Troubleshoot | A visual recipe job log says “Computation will not be distributed”#
In the case of a visual recipe, two general causes for slow performance are using an inefficient execution engine or using data formats that don’t allow for the most optimal execution engine.
Suboptimal dataset formats#
Another way to tell if a visual recipe is not optimized is by looking in the job log for any reference to “Computation will not be distributed.” That’s an indicator that there is something suboptimal in your input/output dataset format, the engine you’ve selected, or the permissions on the input/output dataset connection.
For example, using the fast-path when writing to an S3 CSV dataset requires that the output dataset does not have a header row configured.
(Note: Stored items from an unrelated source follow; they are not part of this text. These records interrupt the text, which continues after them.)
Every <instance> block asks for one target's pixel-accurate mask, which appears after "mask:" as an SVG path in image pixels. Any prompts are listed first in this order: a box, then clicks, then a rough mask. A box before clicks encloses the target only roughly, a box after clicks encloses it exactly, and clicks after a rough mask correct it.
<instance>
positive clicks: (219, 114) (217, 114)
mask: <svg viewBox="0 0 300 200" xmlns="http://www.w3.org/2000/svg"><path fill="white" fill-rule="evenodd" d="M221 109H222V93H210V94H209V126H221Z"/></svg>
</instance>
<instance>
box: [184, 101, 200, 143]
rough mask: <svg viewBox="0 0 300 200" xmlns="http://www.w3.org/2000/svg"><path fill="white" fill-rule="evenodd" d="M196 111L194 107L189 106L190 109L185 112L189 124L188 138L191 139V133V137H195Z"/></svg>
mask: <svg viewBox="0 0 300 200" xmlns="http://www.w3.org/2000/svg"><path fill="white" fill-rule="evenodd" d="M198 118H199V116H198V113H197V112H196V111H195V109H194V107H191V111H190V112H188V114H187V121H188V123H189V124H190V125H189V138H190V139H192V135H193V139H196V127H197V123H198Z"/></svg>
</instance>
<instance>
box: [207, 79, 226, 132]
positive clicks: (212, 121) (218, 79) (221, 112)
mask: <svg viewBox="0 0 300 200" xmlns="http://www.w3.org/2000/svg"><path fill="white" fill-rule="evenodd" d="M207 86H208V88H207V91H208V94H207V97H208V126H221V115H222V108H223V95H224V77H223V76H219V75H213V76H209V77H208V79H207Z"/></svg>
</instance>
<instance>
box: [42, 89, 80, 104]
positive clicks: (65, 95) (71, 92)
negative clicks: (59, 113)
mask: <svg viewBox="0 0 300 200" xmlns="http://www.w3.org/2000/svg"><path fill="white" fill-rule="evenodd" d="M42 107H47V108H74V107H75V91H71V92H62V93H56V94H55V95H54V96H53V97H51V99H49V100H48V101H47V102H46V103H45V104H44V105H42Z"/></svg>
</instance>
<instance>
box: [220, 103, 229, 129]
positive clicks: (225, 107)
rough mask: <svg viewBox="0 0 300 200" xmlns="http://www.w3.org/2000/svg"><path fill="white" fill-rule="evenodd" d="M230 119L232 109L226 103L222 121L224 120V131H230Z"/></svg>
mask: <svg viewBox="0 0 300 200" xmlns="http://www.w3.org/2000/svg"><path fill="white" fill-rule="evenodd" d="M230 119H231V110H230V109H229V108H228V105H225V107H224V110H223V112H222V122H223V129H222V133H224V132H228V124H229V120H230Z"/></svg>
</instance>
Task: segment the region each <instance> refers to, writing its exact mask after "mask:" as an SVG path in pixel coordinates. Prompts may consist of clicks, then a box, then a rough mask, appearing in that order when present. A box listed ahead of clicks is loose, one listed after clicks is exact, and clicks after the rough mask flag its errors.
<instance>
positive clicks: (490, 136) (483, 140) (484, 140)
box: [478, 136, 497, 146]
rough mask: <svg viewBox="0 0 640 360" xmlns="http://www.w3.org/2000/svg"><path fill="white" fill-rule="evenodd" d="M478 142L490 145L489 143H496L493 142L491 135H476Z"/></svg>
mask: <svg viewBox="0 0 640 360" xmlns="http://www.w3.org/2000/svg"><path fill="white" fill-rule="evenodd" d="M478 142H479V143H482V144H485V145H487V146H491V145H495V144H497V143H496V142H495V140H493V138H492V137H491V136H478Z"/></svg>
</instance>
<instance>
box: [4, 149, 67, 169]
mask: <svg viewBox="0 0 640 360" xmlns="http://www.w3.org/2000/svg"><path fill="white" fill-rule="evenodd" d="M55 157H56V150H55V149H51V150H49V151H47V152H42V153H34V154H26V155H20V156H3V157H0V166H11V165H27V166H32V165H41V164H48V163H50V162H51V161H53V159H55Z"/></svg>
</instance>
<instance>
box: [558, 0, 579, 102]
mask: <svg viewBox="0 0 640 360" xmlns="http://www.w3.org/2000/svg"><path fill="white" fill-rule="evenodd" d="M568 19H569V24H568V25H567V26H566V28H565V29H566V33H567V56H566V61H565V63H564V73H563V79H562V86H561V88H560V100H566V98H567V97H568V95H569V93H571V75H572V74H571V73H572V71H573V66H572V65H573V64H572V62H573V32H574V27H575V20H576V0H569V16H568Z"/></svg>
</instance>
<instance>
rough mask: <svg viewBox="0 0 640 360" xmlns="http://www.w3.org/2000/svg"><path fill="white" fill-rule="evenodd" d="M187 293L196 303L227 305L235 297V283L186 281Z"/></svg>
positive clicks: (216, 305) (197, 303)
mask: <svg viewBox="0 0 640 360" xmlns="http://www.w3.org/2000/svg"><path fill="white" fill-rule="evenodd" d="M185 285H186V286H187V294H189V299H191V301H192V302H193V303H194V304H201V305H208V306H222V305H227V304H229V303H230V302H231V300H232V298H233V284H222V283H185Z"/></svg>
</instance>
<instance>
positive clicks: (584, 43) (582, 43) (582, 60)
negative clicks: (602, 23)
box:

If you attempt to write to an output S3 CSV dataset that does, you’ll notice an entry in the job log that indicates that this is the case, and that this can lead to a performance issue:
[2022/01/21-17:47:35.980] [null-err-43] [INFO] [dku.utils] - [2022/01/21-17:47:35.978]
Cannot use Csv write fast-path for Csv-S3 dataset: Csv fast-path output is disabled in configuration
[2022/01/21-17:47:35.982] [null-err-43] [INFO] [dku.utils] - [2022/01/21-17:47:35.978]
Writing S3 dataset as remote dataframe.
Computation will not be distributed
In each of the above cases, it’s usually best to modify your Flow in a way that will allow you to use the fast-path and preferred engine.